Keywords

1 Introduction

Humour remains one of the most thorny aspects of intercultural communication. Understanding humour often requires recognition of implicit cultural references or, especially in the case of wordplay, knowledge of word formation processes and discernment of double meanings. These issues raise the question not only of how to translate humour across cultures and languages, but also how to even recognise it in the first place. Such tasks are challenging for humans and computers alike.
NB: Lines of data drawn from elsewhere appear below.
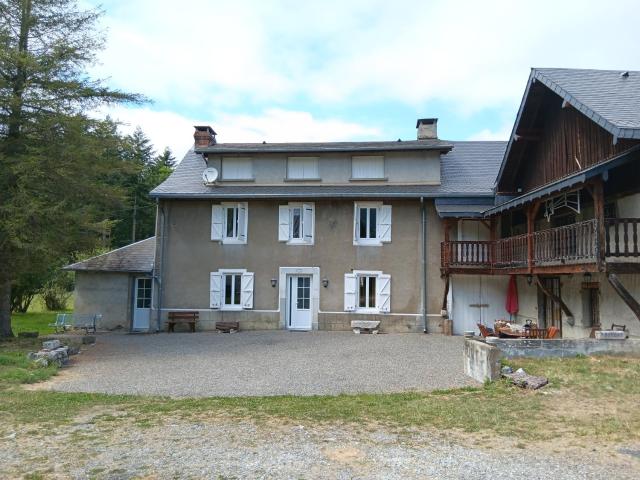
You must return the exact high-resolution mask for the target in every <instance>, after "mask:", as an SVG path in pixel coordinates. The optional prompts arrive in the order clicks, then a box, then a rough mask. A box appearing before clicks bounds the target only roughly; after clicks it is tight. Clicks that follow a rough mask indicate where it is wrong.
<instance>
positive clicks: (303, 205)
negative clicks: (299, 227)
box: [302, 203, 314, 243]
mask: <svg viewBox="0 0 640 480" xmlns="http://www.w3.org/2000/svg"><path fill="white" fill-rule="evenodd" d="M302 210H303V211H304V213H303V220H302V233H303V234H304V241H305V242H309V243H311V242H313V220H314V219H313V205H310V204H308V203H305V204H304V205H303V206H302Z"/></svg>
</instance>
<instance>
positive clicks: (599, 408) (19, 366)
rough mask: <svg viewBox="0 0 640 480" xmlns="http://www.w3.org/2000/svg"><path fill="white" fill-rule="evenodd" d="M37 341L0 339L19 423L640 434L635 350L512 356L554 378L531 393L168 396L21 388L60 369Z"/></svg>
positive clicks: (639, 372)
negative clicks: (549, 355)
mask: <svg viewBox="0 0 640 480" xmlns="http://www.w3.org/2000/svg"><path fill="white" fill-rule="evenodd" d="M17 320H18V321H17V322H16V324H17V325H18V324H20V325H24V324H29V325H35V326H42V323H43V322H45V321H47V320H45V319H44V318H42V317H38V316H31V317H29V316H25V317H24V318H22V317H18V318H17ZM36 346H37V339H15V340H12V341H7V342H2V343H0V415H2V416H3V418H10V419H11V421H12V422H15V423H16V424H18V425H25V424H57V425H59V424H65V423H70V422H72V421H73V419H74V418H75V417H77V416H78V415H81V414H82V413H83V412H86V411H89V410H95V409H96V408H97V409H101V408H103V409H105V410H106V411H110V410H117V411H119V412H126V415H127V416H129V417H131V416H133V418H135V419H136V422H137V424H139V425H141V426H144V425H151V424H158V423H161V422H163V421H164V420H165V419H169V420H170V419H172V418H174V419H175V418H179V419H185V420H189V419H193V420H194V421H206V419H207V418H211V417H215V416H216V415H223V416H225V417H229V416H231V417H234V416H237V417H238V418H252V419H254V420H257V421H270V420H273V419H278V420H281V421H292V422H297V423H303V424H310V425H313V424H315V423H318V422H339V423H357V424H365V423H375V424H383V425H386V426H389V427H392V428H412V427H416V428H437V429H441V430H449V431H456V432H463V433H474V434H476V433H477V434H481V435H485V436H492V437H493V436H498V437H512V438H515V439H517V440H518V441H521V442H523V445H525V444H526V443H528V442H541V441H547V440H549V439H559V438H563V439H564V440H567V439H570V440H573V441H577V442H580V441H582V440H584V441H585V443H588V441H599V440H601V441H607V442H626V441H632V440H633V441H637V440H640V410H639V409H638V408H637V406H638V404H639V403H640V382H639V381H638V379H640V358H635V357H578V358H571V359H547V360H533V359H531V360H529V359H526V360H524V359H523V360H518V361H517V362H515V361H514V362H511V363H512V365H513V366H514V367H520V366H521V367H524V368H525V369H526V370H527V371H528V372H530V373H533V374H539V375H545V376H548V377H549V379H550V384H549V385H548V386H547V387H545V388H543V389H541V390H539V391H535V392H531V391H524V390H521V389H519V388H517V387H513V386H511V385H509V384H508V383H507V382H506V381H498V382H494V383H492V384H487V385H484V386H481V387H478V388H462V389H455V390H447V391H437V392H432V393H400V394H361V395H339V396H315V397H293V396H279V397H245V398H205V399H202V398H200V399H168V398H162V397H141V396H118V395H102V394H82V393H55V392H48V391H37V390H36V391H31V390H25V389H24V388H23V387H22V385H21V384H24V383H34V382H37V381H41V380H44V379H46V378H49V377H50V376H51V375H55V373H56V369H55V367H48V368H45V369H39V368H35V367H33V366H32V365H31V364H30V362H28V361H27V360H26V359H25V353H26V352H27V351H29V350H30V349H34V348H36ZM114 421H118V420H117V419H115V420H114Z"/></svg>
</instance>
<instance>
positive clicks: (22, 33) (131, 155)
mask: <svg viewBox="0 0 640 480" xmlns="http://www.w3.org/2000/svg"><path fill="white" fill-rule="evenodd" d="M102 13H103V12H102V11H101V10H99V9H89V10H86V9H82V8H80V6H79V5H78V3H77V2H76V1H75V0H0V336H11V335H12V331H11V311H12V310H17V311H20V310H26V308H28V306H29V303H30V301H31V299H33V296H34V295H35V294H38V293H40V294H42V295H43V298H44V299H45V301H46V302H47V304H48V305H47V306H50V307H52V308H55V307H60V303H61V302H63V301H64V295H68V294H69V292H70V290H71V288H72V284H71V283H70V282H72V277H70V276H68V275H67V274H65V273H64V272H62V271H61V270H60V268H61V267H62V266H63V265H65V264H68V263H71V262H73V261H77V260H79V259H82V258H86V257H88V256H90V255H92V254H98V253H102V252H105V251H107V250H109V249H112V248H117V247H120V246H123V245H126V244H128V243H131V242H132V241H137V240H141V239H143V238H147V237H149V236H151V235H153V232H154V224H155V204H154V202H153V201H152V200H151V199H150V198H149V196H148V193H149V191H150V190H151V189H152V188H153V187H155V186H156V185H158V184H159V183H161V182H162V181H163V180H164V179H165V178H166V177H167V176H168V175H169V174H170V173H171V171H172V169H173V167H174V162H175V159H174V157H173V155H172V153H171V151H170V150H169V149H165V150H164V151H163V152H162V153H160V154H158V155H156V154H155V153H154V148H153V146H152V145H151V142H150V141H149V139H148V138H147V137H146V135H145V134H144V132H143V131H142V130H141V129H140V128H138V129H137V130H136V131H135V132H134V133H133V134H131V135H124V134H122V133H121V131H120V129H119V125H118V123H117V122H116V121H114V120H112V119H110V118H97V115H96V114H95V112H97V111H98V109H99V107H103V106H109V105H115V104H138V103H142V102H146V101H147V99H146V98H145V97H143V96H142V95H139V94H134V93H128V92H124V91H121V90H117V89H111V88H109V87H108V86H107V85H106V82H105V81H103V80H100V79H93V78H90V76H89V74H88V73H87V72H88V70H89V67H90V66H92V65H93V64H94V63H95V62H96V60H97V56H96V55H97V53H98V52H99V50H100V48H101V46H102V45H104V35H103V34H102V33H101V32H100V31H99V30H98V29H97V23H98V21H99V19H100V16H101V15H102ZM56 302H57V303H56Z"/></svg>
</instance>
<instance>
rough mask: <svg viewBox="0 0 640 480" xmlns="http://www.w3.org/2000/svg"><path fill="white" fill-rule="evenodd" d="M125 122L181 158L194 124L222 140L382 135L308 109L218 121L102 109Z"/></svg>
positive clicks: (286, 111) (265, 113) (239, 141)
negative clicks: (211, 130) (319, 113)
mask: <svg viewBox="0 0 640 480" xmlns="http://www.w3.org/2000/svg"><path fill="white" fill-rule="evenodd" d="M101 114H102V115H106V114H109V115H110V116H111V117H112V118H114V119H115V120H119V121H120V122H122V123H123V126H122V127H121V130H122V131H123V132H124V133H131V132H133V130H135V128H136V127H137V126H140V127H141V128H142V130H143V131H144V132H145V134H146V135H147V136H148V137H149V138H150V139H151V141H152V143H153V145H154V146H155V147H156V148H157V149H158V150H162V149H164V147H165V146H168V147H169V148H171V150H172V151H173V153H174V155H175V156H176V157H177V158H178V159H180V158H182V156H183V155H184V153H186V151H187V150H188V149H189V148H190V147H191V145H192V144H193V126H194V125H208V124H211V125H212V126H213V127H214V129H215V130H216V132H217V133H218V137H217V138H218V141H220V142H227V143H229V142H262V141H267V142H285V141H287V142H296V141H298V142H301V141H310V142H313V141H341V140H353V139H363V138H368V139H371V138H379V137H381V136H382V133H381V131H380V129H379V128H376V127H367V126H364V125H360V124H358V123H353V122H344V121H342V120H338V119H333V118H327V119H318V118H314V117H313V116H312V115H311V114H310V113H308V112H299V111H290V110H282V109H268V110H265V111H264V112H262V113H261V114H259V115H237V114H229V113H220V114H218V115H215V116H214V117H213V119H214V122H213V123H211V122H210V121H207V120H202V119H200V120H198V119H191V118H187V117H184V116H182V115H179V114H177V113H173V112H168V111H154V110H151V109H150V108H125V107H116V108H110V109H107V110H103V111H101Z"/></svg>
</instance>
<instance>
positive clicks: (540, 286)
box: [536, 275, 575, 325]
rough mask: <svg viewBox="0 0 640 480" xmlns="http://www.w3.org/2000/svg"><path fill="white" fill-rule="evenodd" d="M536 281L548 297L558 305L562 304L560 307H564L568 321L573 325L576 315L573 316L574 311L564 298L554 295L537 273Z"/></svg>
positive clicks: (540, 288)
mask: <svg viewBox="0 0 640 480" xmlns="http://www.w3.org/2000/svg"><path fill="white" fill-rule="evenodd" d="M536 283H537V284H538V287H540V290H541V291H542V293H544V294H545V295H546V296H547V297H549V298H550V299H551V300H553V301H554V302H556V303H558V305H560V308H561V309H562V311H563V312H564V314H565V315H566V316H567V322H568V323H569V325H573V322H574V321H575V317H574V316H573V313H571V310H569V307H567V305H566V304H565V303H564V302H563V301H562V298H560V297H558V296H556V295H554V294H553V292H552V291H551V290H549V289H548V288H547V287H545V286H544V284H543V283H542V281H541V280H540V276H539V275H536Z"/></svg>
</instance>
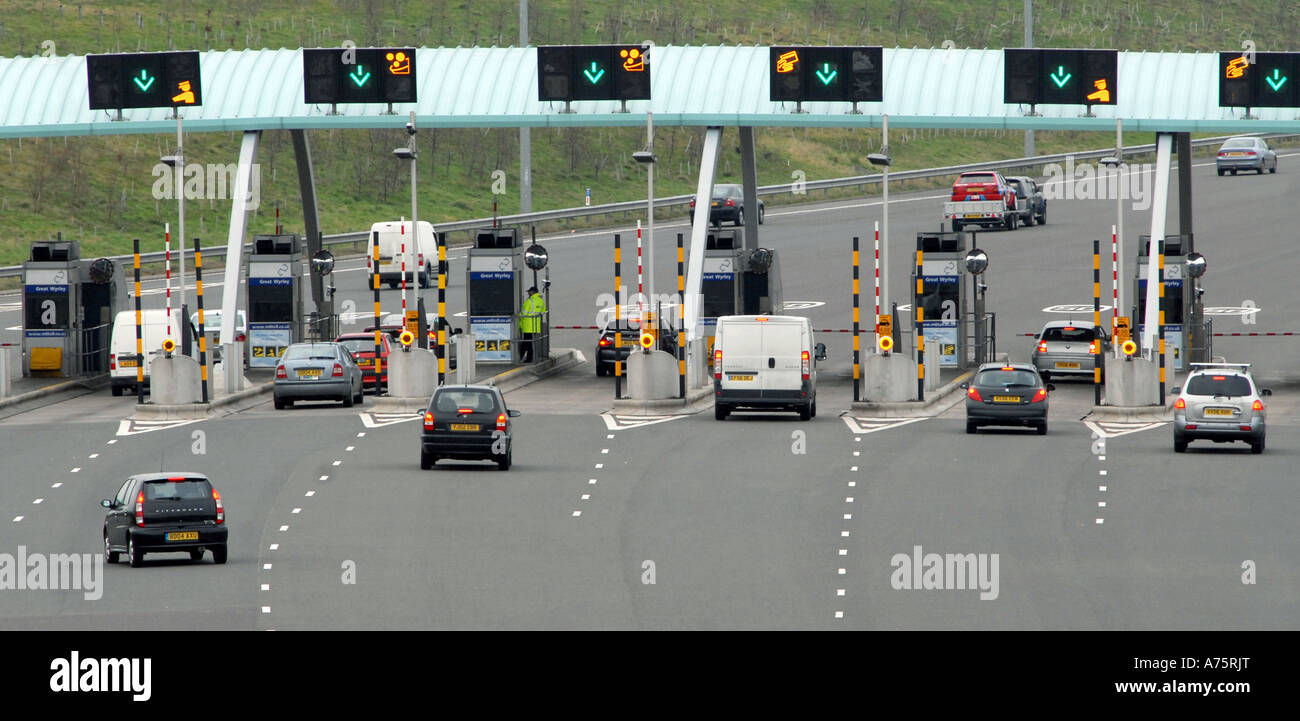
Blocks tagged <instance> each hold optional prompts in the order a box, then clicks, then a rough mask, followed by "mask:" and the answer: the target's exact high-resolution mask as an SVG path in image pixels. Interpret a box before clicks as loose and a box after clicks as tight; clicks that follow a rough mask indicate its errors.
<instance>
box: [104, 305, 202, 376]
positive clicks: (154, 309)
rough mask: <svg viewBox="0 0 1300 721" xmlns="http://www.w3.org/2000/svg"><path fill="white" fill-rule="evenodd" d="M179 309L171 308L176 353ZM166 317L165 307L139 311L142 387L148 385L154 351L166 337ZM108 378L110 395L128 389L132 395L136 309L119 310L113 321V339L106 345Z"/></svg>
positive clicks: (165, 310)
mask: <svg viewBox="0 0 1300 721" xmlns="http://www.w3.org/2000/svg"><path fill="white" fill-rule="evenodd" d="M182 322H185V321H183V320H182V318H181V310H179V309H177V308H173V309H172V323H170V325H172V340H174V342H175V347H177V352H179V348H181V323H182ZM166 331H168V317H166V309H165V308H155V309H151V310H140V339H142V340H143V344H144V387H146V388H148V386H149V361H151V359H152V353H153V352H155V351H161V349H162V340H164V339H165V338H166V336H168V333H166ZM108 352H109V356H108V375H109V382H110V383H112V388H113V395H122V391H125V390H126V388H130V390H131V392H135V369H136V362H135V310H122V312H121V313H118V314H117V317H116V318H113V336H112V344H110V346H109V349H108Z"/></svg>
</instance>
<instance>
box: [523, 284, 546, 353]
mask: <svg viewBox="0 0 1300 721" xmlns="http://www.w3.org/2000/svg"><path fill="white" fill-rule="evenodd" d="M543 313H546V299H543V297H542V296H541V294H538V292H537V286H532V287H529V288H528V297H525V299H524V305H523V308H520V310H519V333H520V334H521V335H523V340H524V343H523V346H521V347H520V349H519V352H520V360H521V361H523V362H533V349H534V348H536V347H537V336H538V334H541V333H542V314H543Z"/></svg>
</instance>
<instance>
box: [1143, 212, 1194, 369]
mask: <svg viewBox="0 0 1300 721" xmlns="http://www.w3.org/2000/svg"><path fill="white" fill-rule="evenodd" d="M1149 240H1151V235H1139V236H1138V264H1136V269H1138V270H1136V277H1135V278H1134V286H1135V288H1136V296H1135V297H1136V299H1138V303H1136V307H1138V309H1136V314H1135V316H1134V321H1132V322H1134V325H1135V326H1136V335H1138V336H1140V335H1141V334H1143V329H1144V326H1145V323H1143V320H1144V318H1145V317H1147V274H1148V273H1149V272H1151V270H1149V268H1151V266H1149V265H1148V262H1149V259H1148V257H1147V249H1148V248H1147V244H1148V243H1149ZM1188 246H1190V243H1187V236H1184V235H1166V236H1165V357H1166V362H1167V364H1169V366H1170V368H1174V369H1178V370H1187V369H1188V368H1190V366H1188V365H1187V364H1188V362H1204V361H1208V360H1209V359H1210V339H1212V338H1213V335H1212V331H1213V327H1212V323H1213V321H1206V320H1205V318H1204V314H1203V313H1201V303H1200V294H1199V292H1197V290H1196V278H1192V277H1191V274H1190V273H1188V272H1187V253H1188Z"/></svg>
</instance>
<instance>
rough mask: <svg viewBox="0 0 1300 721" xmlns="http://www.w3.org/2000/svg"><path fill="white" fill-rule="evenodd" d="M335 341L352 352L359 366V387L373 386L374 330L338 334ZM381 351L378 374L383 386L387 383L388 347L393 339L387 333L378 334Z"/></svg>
mask: <svg viewBox="0 0 1300 721" xmlns="http://www.w3.org/2000/svg"><path fill="white" fill-rule="evenodd" d="M334 342H335V343H342V344H343V347H344V348H347V349H348V352H350V353H352V357H354V359H356V365H359V366H361V387H363V388H374V331H370V333H347V334H343V335H339V336H338V338H337V339H334ZM380 342H381V344H382V346H381V351H380V360H381V361H383V368H382V374H381V375H380V383H381V385H382V386H383V387H387V385H389V349H390V348H391V343H393V339H391V338H390V336H389V334H387V333H381V334H380Z"/></svg>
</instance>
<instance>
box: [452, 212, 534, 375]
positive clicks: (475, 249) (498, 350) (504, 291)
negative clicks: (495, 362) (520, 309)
mask: <svg viewBox="0 0 1300 721" xmlns="http://www.w3.org/2000/svg"><path fill="white" fill-rule="evenodd" d="M465 265H467V270H465V272H467V282H465V287H467V292H468V295H469V333H472V334H473V336H474V359H476V362H508V364H517V362H519V359H520V356H519V348H517V344H516V343H515V342H513V340H515V338H516V336H517V335H519V309H520V305H521V304H523V303H524V290H525V286H524V273H523V270H524V246H523V240H521V238H520V234H519V229H515V227H511V229H490V230H480V231H478V233H476V234H474V246H473V247H472V248H469V262H467V264H465Z"/></svg>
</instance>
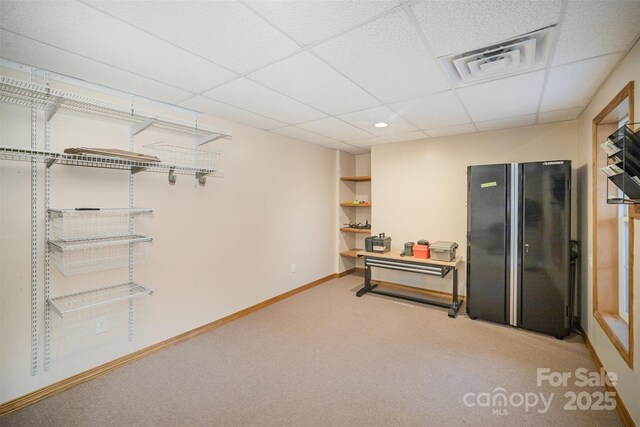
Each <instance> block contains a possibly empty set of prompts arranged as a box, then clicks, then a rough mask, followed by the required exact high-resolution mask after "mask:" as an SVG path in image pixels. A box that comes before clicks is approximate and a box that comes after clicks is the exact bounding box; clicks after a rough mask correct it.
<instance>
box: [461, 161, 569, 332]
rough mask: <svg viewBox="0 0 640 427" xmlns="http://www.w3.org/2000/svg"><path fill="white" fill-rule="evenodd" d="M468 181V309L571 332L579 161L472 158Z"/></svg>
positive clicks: (492, 319)
mask: <svg viewBox="0 0 640 427" xmlns="http://www.w3.org/2000/svg"><path fill="white" fill-rule="evenodd" d="M467 181H468V194H467V314H468V315H469V316H470V317H471V318H472V319H476V318H477V319H483V320H488V321H491V322H497V323H503V324H509V325H512V326H516V327H520V328H524V329H528V330H532V331H536V332H542V333H546V334H550V335H554V336H555V337H557V338H562V337H565V336H567V335H568V334H569V331H570V320H571V316H572V313H571V311H572V310H571V258H570V257H571V253H570V251H571V162H570V161H568V160H554V161H547V162H533V163H510V164H499V165H481V166H469V168H468V169H467Z"/></svg>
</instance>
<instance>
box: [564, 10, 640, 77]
mask: <svg viewBox="0 0 640 427" xmlns="http://www.w3.org/2000/svg"><path fill="white" fill-rule="evenodd" d="M638 22H640V1H638V0H631V1H629V0H626V1H625V0H620V1H615V2H606V1H584V0H580V1H570V2H569V4H568V6H567V11H566V13H565V16H564V20H563V22H562V28H561V31H560V38H559V39H558V44H557V46H556V50H555V54H554V57H553V65H561V64H567V63H569V62H574V61H579V60H581V59H585V58H591V57H594V56H599V55H604V54H607V53H613V52H618V51H622V50H626V49H627V48H629V46H631V44H632V43H633V42H634V41H635V40H636V39H637V37H638Z"/></svg>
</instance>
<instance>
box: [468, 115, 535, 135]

The goal of the JOKER track series at the Conference and Labs of the Evaluation Forum (CLEF) is to bring together linguists, translators, and computer scientists in order to create reusable test collections for benchmarking and to explore new methods and evaluation metrics for the automatic processing of wordplay. In the 2022 edition of JOKER (see Sect. 2), we introduced pilot shared tasks for the classification, interpretation, and translation of wordplay in English and French, and made our data available for an unshared task [9].Footnote 1 For JOKER-2023, we intend to expand the set of languages in our tasks to include Spanish. We also somewhat simplify and streamline the slate of shared tasks, more closely patterning them after the high-level process used by human translators and focusing them on one type of wordplay – puns.

We choose to focus on puns because, despite recent improvements in the quality of machine translation based on machine learning, puns are often held to be untranslatable by statistical or neural approaches [1, 26, 33]. Punning jokes are a common source of data in computational humour research, in part because of their widespread availability and in part because the underlying linguistic mechanisms are well understood. However, past pun detection data sets [29, 39] are problematic because they draw their positive and negative examples from texts in different domains. In JOKER-2023 we attempt to avoid this problem by generating our negative examples by using naïve literal translations, or by slightly editing our positive examples, a technique pioneered by Unfun.me [38].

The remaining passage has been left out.